Furthermore, many employers are planning on adding new additional employee wellbeing resources to their workplace benefits plans to help their workforce during the pandemic and to manage its aftermath. The most common employee benefits and services include –
- Digital Health and Telemedicine Solutions – More than 27% of the respondents were offering some kind of digital healthcare solutions like telemedicine, AI-based symptom assessments, virtual access to health coaches, and more.
- Voluntary Benefits – 22% of the participating employers offered voluntary benefits like critical illness insurance and hospital cost repayments.

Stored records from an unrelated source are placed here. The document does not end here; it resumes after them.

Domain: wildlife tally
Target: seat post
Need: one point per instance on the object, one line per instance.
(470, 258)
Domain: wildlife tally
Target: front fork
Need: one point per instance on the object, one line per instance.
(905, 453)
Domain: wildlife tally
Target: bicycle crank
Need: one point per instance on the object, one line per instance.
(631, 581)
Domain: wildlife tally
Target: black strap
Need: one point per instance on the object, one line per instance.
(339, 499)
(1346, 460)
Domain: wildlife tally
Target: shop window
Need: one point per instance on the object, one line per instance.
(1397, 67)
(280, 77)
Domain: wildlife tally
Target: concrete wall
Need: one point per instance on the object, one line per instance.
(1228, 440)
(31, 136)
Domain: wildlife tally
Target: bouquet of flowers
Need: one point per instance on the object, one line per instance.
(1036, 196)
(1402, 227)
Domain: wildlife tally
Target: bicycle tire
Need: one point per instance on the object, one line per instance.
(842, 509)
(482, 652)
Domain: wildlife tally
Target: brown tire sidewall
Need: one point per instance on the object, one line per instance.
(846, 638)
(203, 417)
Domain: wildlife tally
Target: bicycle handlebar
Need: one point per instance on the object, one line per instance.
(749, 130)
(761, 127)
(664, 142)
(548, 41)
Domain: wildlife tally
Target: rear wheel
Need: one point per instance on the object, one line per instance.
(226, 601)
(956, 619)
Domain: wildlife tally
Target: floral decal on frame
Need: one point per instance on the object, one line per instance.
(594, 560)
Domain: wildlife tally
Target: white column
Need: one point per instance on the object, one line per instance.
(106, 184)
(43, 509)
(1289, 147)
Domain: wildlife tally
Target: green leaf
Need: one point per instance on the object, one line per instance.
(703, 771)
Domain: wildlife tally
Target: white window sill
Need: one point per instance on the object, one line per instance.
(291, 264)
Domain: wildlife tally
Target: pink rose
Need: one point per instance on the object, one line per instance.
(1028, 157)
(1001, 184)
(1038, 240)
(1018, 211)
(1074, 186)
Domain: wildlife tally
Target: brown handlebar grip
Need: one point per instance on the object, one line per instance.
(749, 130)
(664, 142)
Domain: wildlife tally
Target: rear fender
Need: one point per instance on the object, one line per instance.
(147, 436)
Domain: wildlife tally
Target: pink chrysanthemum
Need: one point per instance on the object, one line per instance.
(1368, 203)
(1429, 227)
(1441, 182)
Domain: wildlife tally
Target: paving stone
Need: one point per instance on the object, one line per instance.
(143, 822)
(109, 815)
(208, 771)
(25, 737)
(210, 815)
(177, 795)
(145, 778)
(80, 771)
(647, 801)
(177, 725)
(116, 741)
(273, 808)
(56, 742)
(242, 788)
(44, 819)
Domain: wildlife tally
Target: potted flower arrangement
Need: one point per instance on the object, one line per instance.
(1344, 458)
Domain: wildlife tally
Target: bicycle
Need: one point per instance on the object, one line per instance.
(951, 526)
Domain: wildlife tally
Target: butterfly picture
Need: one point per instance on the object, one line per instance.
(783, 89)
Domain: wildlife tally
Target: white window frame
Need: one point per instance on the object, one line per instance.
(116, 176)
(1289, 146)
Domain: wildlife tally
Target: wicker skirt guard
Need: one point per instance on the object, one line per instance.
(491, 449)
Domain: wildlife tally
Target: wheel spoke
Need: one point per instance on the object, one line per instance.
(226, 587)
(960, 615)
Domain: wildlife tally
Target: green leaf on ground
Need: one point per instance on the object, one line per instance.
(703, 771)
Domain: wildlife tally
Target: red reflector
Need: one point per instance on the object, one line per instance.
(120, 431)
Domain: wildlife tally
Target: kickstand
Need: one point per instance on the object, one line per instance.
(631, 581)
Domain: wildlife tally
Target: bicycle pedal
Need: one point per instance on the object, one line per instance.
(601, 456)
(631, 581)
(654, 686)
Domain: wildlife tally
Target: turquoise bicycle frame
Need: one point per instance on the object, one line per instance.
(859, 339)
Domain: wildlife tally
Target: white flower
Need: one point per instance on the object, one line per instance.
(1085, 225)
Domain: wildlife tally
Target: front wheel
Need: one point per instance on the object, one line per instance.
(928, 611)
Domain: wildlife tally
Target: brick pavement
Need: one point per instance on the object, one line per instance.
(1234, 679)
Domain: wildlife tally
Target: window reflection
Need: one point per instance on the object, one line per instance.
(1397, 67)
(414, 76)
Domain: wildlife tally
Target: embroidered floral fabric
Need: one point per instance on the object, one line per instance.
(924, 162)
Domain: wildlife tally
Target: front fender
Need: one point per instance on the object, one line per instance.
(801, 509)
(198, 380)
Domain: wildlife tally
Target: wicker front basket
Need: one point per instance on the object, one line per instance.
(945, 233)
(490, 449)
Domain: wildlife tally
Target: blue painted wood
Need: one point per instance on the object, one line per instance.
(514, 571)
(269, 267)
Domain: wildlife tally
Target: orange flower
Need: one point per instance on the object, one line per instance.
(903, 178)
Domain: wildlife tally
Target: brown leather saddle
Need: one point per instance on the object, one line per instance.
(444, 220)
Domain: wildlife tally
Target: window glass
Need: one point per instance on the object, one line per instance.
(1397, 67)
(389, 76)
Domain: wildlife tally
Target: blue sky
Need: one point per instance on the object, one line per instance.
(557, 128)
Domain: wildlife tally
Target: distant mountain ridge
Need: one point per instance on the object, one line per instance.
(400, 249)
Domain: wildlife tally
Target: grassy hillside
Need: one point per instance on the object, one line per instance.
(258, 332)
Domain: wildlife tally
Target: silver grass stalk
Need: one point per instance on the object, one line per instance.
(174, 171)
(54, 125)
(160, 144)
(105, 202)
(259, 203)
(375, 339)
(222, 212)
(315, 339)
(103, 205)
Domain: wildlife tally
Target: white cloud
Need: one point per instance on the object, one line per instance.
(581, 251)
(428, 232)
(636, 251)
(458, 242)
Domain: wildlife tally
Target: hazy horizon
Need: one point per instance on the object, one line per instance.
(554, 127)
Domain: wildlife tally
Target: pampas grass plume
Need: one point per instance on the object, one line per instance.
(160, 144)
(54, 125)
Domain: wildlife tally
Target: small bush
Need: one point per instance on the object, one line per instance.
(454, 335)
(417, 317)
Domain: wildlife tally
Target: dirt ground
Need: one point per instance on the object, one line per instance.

- Behavioral Healthcare Benefits – 20% of the total respondents provided behavioral healthcare resources, while 59% offered training sessions to their managers since the pandemic started to support employee mental and behavioral health.
- Flexible Working Hours – 45% of the employers have permitted flexible working hours to make it easy for working parents to take care of their children during the pandemic, owing to the changing schooling and day-care schedules.
- Financial Subsidy – 16% of the responding employers offered financial aid to support in-home childcare, while 12% offered back-up childcare benefits.
- Targeted Health Solutions – 12% of employers offered health benefits plans, along with corporate wellness programs that came with targeted health solutions to manage specific health conditions like diabetes, etc.
Despite being aware that managing costs this year is a top priority since the economy and finances were hit hard by the pandemic, many employers are still not planning on making any changes to their employee benefits or health plans to avoid any further negative impact on the employees. Experts suggest that deferred care and plan member stress in 2020 could possibly lead to a 5.3% increase in healthcare costs in 2021. To make up for the lost revenue, the health plan systems may charge higher prices in 2021. On the sunny side of the situation, advancing digital health solutions is driving innovation towards efficient health management and better member satisfaction.